Но сработал ресурс деток каперанга Шмидта. Эля Гордиенко представила дело папе – директору института – так, что во всем виноват Лёпа. Гордей был сталинской выучки, и не понимал, как начальник мог допустить пьянки и панибратство. В результате Лёпу – фактически главного конструктора – отстранили от «Шексны», перевели в другую лабораторию, привлекая, реже, чем было нужно, в качестве консультанта.

Наконец, испытания продолжились. Руководителем назначили Зубенко, аппаратура заработала более стабильно. Но тут сказалось то, что Зубенко был электронщиком, а не гидроакустиком. Аппаратура после излучения возбуждалась. При приеме шел неустраняемый шум, сигнала было не видно. Вызвали Виталия Тертышного, который сразу понял, что это реверберация, и предусмотренной настройкой временной регулировкой усиления эта проблема легко решается.

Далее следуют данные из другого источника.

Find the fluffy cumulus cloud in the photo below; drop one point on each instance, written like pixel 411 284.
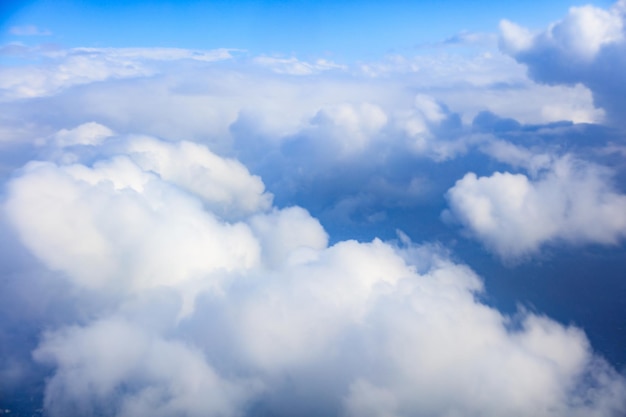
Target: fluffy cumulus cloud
pixel 249 310
pixel 587 46
pixel 166 248
pixel 565 199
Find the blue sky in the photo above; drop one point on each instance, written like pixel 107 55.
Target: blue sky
pixel 307 208
pixel 345 31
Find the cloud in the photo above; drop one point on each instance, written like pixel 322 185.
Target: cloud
pixel 208 312
pixel 563 200
pixel 587 46
pixel 162 214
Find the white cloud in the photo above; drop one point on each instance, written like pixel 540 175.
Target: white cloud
pixel 566 200
pixel 209 317
pixel 226 304
pixel 294 66
pixel 116 368
pixel 587 46
pixel 91 133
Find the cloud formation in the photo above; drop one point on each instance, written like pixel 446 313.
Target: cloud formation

Корабль пр. 1141 мог развивать скорость более 60 узлов


Гидроакустическая станция «Шексна» была принята на вооружение в 1974 году. Никаких отличий и наград разработчики «Шексны» не получили. Про награды корабелам мне неизвестно. Правда, его главный конструктор был не сразу, но отмечен. Корабль на подводных крыльях проекта 1141 в 1977 году назвали «Александр Кунахович», в честь главного конструктора корабля и Зеленодольского ПКБ, внезапно умершего в 1968 г. Это был опытный корабль, после которого пошла серия проекта 11451. На них устанавливалась ГАС «Звезда М1–01». Из многих планируемых построили только два корабля – Союз развалился.

Судя по количеству благодарностей и выигранных флотских и межфлотских учений и состязаний, «Шексна» была лучшей ГАС, сделанной в НИИГП. Дальность обнаружения ПЛ составляла 50–70 км. Конечно, использовался подводный звуковой канал, глубина которого менялась, а кабель – трос «Шексны» был достаточно длинный, да и работала она на «стопе». Экипаж корабля ее холил и лелеял – она несла «золотые яйца».

Так получилось, что «Шексна» и корабль остались в одном экземпляре. Если бы пошла серия или модернизация, то документацию пришлось бы выпускать сначала – там была заплата на заплате и не все изменения были правильно оформлены.

Еще один бывший киевлянин, которому Половинко под «Шексну» помог перевестись из Таганрога в Киев – Илья Семенович Перельман приводил «Шексну» в качестве примера, как нельзя делать документацию для серийных заводов.

Вернусь к своим делам. Мы (моя группа) защищали сначала НИР «Ромашка», потом первый этап НИР «Ритм». Оба НИР были посвящены цифровой обработке сигналов. Еще во время «Ромашки» произошли два связанных эпизода, которые повлияли на межличностные отношения в лаборатории. Нас было мало, кроме меня основными исполнителями были Юра Шукевич и Галя Симонова. Внедренный к нам в группу Гриша Аноприенко своего вклада в НИР, кроме обзора аналоговых средств отображения, не внес. Юра недавно вернулся из армии и не успел как следует развернуться. Галя, по настоянию Геранина, сделала очень большой материал, связанный с выводом формул, обосновывающих постулаты и теоремы цифрового спектрального анализа – в основном, по материалам статей из IEEE Transactions on Audio and Еlectroacoustics, заменивший вскоре в названии второй предмет исследования – Elektroacoustics на Processing. Этот журнал я выписывал на домашний адрес. То есть формулы там уже были, но Геранину нужно было знать, как именно они были выведены. В Галиной интерпретации это иногда превращалось в «как можно было бы их вывести».

И вот, в самом конце работы, когда уже были отпечатаны отчеты (тогда еще требовали в кальках), Галя сказала, что в эту субботу (или воскресенье) она прийти вписывать свои формулы не может. Так как она много времени и так проводила сверхурочно, а почерк у нее был школьный – круглый, хорошо распознаваемый, тем более в формулах, то вписывать их мог кто – то другой. Недостатка в желающих поработать в субботу за отгулы в лаборатории, в которой были женщины с детьми, не было. Вызвались Катя Пасечная и Галя Кохановская.